Rogers is a leading researcher in the fields of reverse logistics, sustainable supply chain management, supply chain finance and secondary markets with an extensive history in publishing, presentation and academic professional organizations and boards. In 2012, he became the first academic to receive the International Warehouse and Logistics Association Distinguished Service Award in its 120-year history.

Rogers feels honored to be awarded an endowed position named for a company in an industry that improves people’s lives.

“ON Semiconductor has a rich history and a strong record of innovation that has led to an improved standard of living for billions of people globally,” said Rogers, who has a more than 30-year history of working in the semiconductor industry.

Rogers hopes to expand his research with Elliot Rabinovich, a professor of supply chain management, on the internet’s influence on supply chain management evolution. 

“I am hoping that the support of the ON Semiconductor Professorship will help us expand the Internet Edge Supply Chain Lab,” Rogers said. “It is already growing quickly, but we are hoping that it will be the preeminent research lab on internet-enabled supply chain management.”

Jeff Wincel, vice president and chief procurement officer at ON Semiconductor, has a strong relationship with the W. P. Carey School of Business. He is a current ASU Trustee representing the W. P. Carey School of Business, as well as a member of the W. P. Carey Dean’s Council and has served as a faculty associate of the supply chain management department.

In addition to his connection to the W. P. Carey School, Wincel’s connection to Rogers goes back many years. In fact, Wincel was one of Rogers’ first students when Rogers taught logistics as a doctoral student at Michigan State University in the late 1980s.

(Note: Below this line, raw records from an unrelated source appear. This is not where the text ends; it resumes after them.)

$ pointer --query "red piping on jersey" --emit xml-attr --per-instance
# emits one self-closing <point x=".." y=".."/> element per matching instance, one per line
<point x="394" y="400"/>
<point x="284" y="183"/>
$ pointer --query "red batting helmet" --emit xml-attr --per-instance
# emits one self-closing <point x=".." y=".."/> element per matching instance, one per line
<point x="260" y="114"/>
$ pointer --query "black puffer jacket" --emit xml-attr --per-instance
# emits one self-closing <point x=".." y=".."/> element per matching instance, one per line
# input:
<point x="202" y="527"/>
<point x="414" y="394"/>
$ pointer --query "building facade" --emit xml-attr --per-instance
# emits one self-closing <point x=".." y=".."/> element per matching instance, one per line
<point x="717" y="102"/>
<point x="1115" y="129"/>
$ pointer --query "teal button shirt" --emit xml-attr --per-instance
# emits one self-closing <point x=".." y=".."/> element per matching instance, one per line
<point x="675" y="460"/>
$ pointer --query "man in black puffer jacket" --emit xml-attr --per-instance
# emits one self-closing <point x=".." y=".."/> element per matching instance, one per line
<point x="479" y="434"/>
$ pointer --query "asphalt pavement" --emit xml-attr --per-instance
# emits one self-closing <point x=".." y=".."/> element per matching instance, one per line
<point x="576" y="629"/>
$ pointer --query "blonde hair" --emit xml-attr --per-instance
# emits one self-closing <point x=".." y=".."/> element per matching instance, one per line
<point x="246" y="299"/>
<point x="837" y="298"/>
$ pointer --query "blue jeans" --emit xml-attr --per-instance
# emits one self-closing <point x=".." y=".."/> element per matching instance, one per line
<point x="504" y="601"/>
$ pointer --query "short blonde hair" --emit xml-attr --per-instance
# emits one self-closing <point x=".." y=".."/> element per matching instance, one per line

“Dr. Dale Rogers is among the first-generation academics and early pioneers in supply chain management (SCM). His work and research has reshaped a discipline that was once seen as little more than administrative processing,” Wincel said. “Dr. Rogers is among a select group that has advanced SCM to an important and meaningful discipline, providing strategic insight and competitive advantage to the world’s leading companies. We are proud to have Dr. Rogers as the first recipient of the ON Semiconductor Professor of Business at the W. P. Carey School of Business.”

Cookman is looking forward to what this partnership can accomplish in the supply chain and engineering fields. 

“Collaborating with top-ranked schools like the W. P. Carey School of Business and the Ira A. Fulton Schools of Engineering leads to creative and original solutions in both the supply chain and engineering industries,” Cookman said. “As both markets mature, the next generation of highly skilled business and engineering leaders will be needed to advance the technology innovation of the future.”